The parents of the children in the study are all upper middle-class; doctors, lawyers, well-to-do people. These aren’t kids whose parents are struggling to make ends meet, and whose educated suffers as a result; from an economic standpoint these kids shouldn’t have any barriers to access that would explain the dramatic differences in achievement between white and black students. So, like any scientist would, Dr. Ogbu went looking for other explanations.
I don’t know much about sociology methods, so I’m not going to comment on the way in which these findings were derived. I’d imagine, as a researcher in another field, that the lack of rigorous observation of a control group (white Shaker Heights students) is a major limitation. The conclusions will be fraught with personal biases, and will lack objectivity for that reason. However, nobody else has approached this community to ask these questions, and the vociferous denial of Dr. Ogbu’s conclusions seems a bit hollow:
The National Urban League condemned him and his work in a press release that scoffed, “The League holds that it is useless to waste time and energy with those who blame the victims of racism.”
“Education is a very high value in the African-American community and in the African community. The fundamental problem is Dr. Ogbu is unfamiliar with the fact that there are thousands of African-American students who succeed. It doesn’t matter whether the students are in Shaker Heights or an inner city. The achievement depends on what expectations the teacher has of the students.” Hilliard, who is black, believes Shaker Heights teachers must not expect enough from their black students.
“We know what the major problems in this school system are: racism, lack of funding, and unqualified teachers.” Although Shaker Heights is in fact an integrated, well-funded, and well-staffed school district, Ross is nonetheless convinced that it suffers from other problems that contribute to the achievement disparities between the races.
Far be it from me to suggest that the identified problems of teacher expectations, differential funding, and systemic racism don’t play a role. Indeed, I personally believe that they represent the majority of the problem; however, when those things were controlled for in a natural experiment, they did not explain the differential outcome. As a scientist, I have to go where the evidence points. In Shaker Heights, at least, there is little evidence to support the conclusion that funding, teacher qualifications, or parental income level explains the difference.
The danger in stories like this, however, is when the conclusions are extrapolated beyond the strength of the evidence. As I noted above, without a control group and with only one person interpreting the findings, the evidence found here is not very strong. It would be a mistake, for example, to suggest that it is the attitude of the students and parents that explains the differences we see at a national level. There’s nothing in these findings to suggest that attitude is a bigger predictor of success than the other factors that multiple other studies have found. However, the responses from those on the right tend to be “see? Even the eggheads say that black people are the authors of their own destruction!” Which is not at all what the paper says – it says that there may be some other forces at play that are larger than simple economics can address:
People who voluntarily immigrate to the United States always do better than the involuntary immigrants, he believes. “I call Chicanos and Native Americans and blacks ‘involuntary minorities,’” he says. “They joined American society against their will. They were enslaved or conquered.” Ogbu sees this distinction as critical for long-term success in and out of school.

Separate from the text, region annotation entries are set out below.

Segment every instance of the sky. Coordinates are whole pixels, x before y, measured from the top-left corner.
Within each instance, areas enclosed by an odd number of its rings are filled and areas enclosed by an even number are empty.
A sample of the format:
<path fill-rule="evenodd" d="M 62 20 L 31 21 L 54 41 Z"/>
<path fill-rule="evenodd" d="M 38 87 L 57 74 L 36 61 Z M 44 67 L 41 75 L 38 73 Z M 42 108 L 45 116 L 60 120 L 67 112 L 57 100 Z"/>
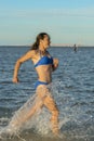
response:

“Blacks say Standard English is being imposed on them,” he says. “That’s not what the Chinese say, or the Ibo from Nigeria. You come from the outside and you know you have to learn Standard English, or you won’t do well in school. And you don’t say whites are imposing on you. The Indians and blacks say, ‘Whites took away our language and forced us to learn their language. They caused the problem.’”
This seems to me to be an entirely reasonable conclusion, and a worthwhile avenue of study.
He concluded that there was a culture among black students to reject behaviors perceived to be “white,” which included making good grades, speaking Standard English, being overly involved in class, and enrolling in honors or advanced-placement courses. The students told Ogbu that engaging in these behaviors suggested one was renouncing his or her black identity. Ogbu concluded that the African-American peer culture, by and large, put pressure on students not to do well in school, as if it were an affront to blackness.
As someone who’s experienced this first-hand, I have no problem understanding how this might play a role.
Ogbu did, in fact, note that teachers treated black and white students differently in the 110 classes he observed. However, he doesn’t believe it was racism that accounted for the differences. “Yes, there was a problem of low teacher expectations of black students,” he explains. “But you have to ask why. Week after week the kids don’t turn in their homework. What do you expect teachers to do?”
And again, a reasonable finding and potential avenue for investigation.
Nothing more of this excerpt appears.